P is a random variable. Thus, if one starts with a p ≤ 0.05 standard for publication, there is a 50% chance that a study finding that is “significant” at p = 0.05 will be “nonsignificant” at p = 0.05 on the next trial, even assuming both studies were conducted identically & flawlessly. (That so many replicators don’t seem to get this boggles one’s mind.)
If the industry norm is adjusted to p ≤ 0.005, we’ll simply see another random distribution of p values, now around the mean of p ≤ 0.005. So again, if a paper reports a finding at p = 0.005, there will be a 50% chance that the next, replication trial will produce a result that’s not significant at p < 0.005. . . .
Certifying reproducibility won’t be any “easier” or any more certain. And for the reasons stated above, there will be no more reason to assume that studies that either clear or just fall short of clearing the bar at p ≤ 0.005 are any more valid than ones that occupy the same position in relation to p < 0.05.
3. The problem of NHST cannot be fixed with more NHST.
Finally and most imporantly, the p ≤ 0.005 standard misdiagnoses the problem behind the replication crisis: the malignant craft norm of NHST.
Part of the malignancy is that mechanical rules like p ≤ 0.005 create a thought-free, “which button do I push” mentality: researchers expect publication for research findings that meet this standard whether or not the study is internally valid (i.e., goofy) . They don’t think about how much more probable a particular hypothesis is than is the null—or even whther the null is uniquely associated with some competing theory of the obsrved effect.
A practice that would tell us exactly those things is better not only substantively but also culturally, because it forces the researcher to think about exactly those things.

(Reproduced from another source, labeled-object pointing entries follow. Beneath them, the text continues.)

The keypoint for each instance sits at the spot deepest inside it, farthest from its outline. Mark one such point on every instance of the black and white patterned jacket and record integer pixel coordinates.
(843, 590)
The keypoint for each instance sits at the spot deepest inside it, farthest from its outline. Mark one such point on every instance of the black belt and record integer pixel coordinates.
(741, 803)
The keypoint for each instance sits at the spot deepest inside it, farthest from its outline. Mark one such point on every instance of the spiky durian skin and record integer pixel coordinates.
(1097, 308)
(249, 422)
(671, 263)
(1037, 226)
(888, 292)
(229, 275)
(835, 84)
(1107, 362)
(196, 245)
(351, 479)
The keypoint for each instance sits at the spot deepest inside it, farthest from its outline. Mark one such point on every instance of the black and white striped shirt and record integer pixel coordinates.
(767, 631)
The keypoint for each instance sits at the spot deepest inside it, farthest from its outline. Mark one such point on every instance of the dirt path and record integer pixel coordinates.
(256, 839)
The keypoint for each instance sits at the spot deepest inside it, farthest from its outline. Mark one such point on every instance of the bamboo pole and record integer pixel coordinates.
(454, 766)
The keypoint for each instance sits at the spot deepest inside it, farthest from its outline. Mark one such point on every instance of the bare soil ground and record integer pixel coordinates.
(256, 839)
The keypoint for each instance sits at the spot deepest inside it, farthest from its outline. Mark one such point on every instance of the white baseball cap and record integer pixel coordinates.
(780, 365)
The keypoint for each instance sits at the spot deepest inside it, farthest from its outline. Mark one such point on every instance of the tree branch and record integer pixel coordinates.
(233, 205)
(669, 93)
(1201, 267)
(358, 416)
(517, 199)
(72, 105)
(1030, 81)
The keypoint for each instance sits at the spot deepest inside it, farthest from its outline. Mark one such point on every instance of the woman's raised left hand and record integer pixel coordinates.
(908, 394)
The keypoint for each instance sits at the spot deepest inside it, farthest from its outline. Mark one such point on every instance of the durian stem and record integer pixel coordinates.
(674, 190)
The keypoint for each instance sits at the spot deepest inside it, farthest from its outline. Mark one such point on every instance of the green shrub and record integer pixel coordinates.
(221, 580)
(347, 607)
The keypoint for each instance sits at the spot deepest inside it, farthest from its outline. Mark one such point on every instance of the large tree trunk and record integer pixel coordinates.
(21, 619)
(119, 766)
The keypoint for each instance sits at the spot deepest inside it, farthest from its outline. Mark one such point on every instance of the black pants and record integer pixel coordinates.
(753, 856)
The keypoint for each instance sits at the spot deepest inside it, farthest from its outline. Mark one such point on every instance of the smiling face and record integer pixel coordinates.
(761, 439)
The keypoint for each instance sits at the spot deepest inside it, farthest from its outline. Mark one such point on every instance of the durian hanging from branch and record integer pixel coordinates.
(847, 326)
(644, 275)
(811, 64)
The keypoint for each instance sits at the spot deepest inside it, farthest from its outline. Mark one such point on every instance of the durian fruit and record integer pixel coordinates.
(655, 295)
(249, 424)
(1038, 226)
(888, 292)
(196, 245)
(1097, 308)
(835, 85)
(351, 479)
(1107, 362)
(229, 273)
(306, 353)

Ironically, it is clear that a substantial fraction of the “Gang of 72” believes that p-value–driven NHST should be abandoned in favor of some type of “weight of the evidence” measure, such as the Bayes Factor. They signed on to the article, apparently, because they believed, in effect, that ratcheting up (down?) the p-value norm would generate even more evidence of the defects of any sort of threshold for NHST, and thus contribute to more widespread appreciation of the advantages of a “weight of the evidence” alternative.
All I can say about that is that researchers have for decades understood the inferential barenness of p-values and advocated for one or another Bayesian alternative instead.
Their advocacy has gotten nowhere: we’ve lived through decades of defective null hypotheses testing and the response has always been “more of the same.”
What is the theory of disciplinary history that predicts a sudden radicalization of the “what button do I push” proletariat of social science?
As intriguing and well-intentioned the p ≤ 0.005 proposal is, arguments about standards aren’t going to break the NHST norm.
“It must get worse in order to get better” is no longer the right attitude.
Only demonstrating the superiority of a “weight of the evidence” alternative by doing it—and even more importantly teaching it to the next generation of social science researchers—can really be expected to initiate the revolution that the social sciences need.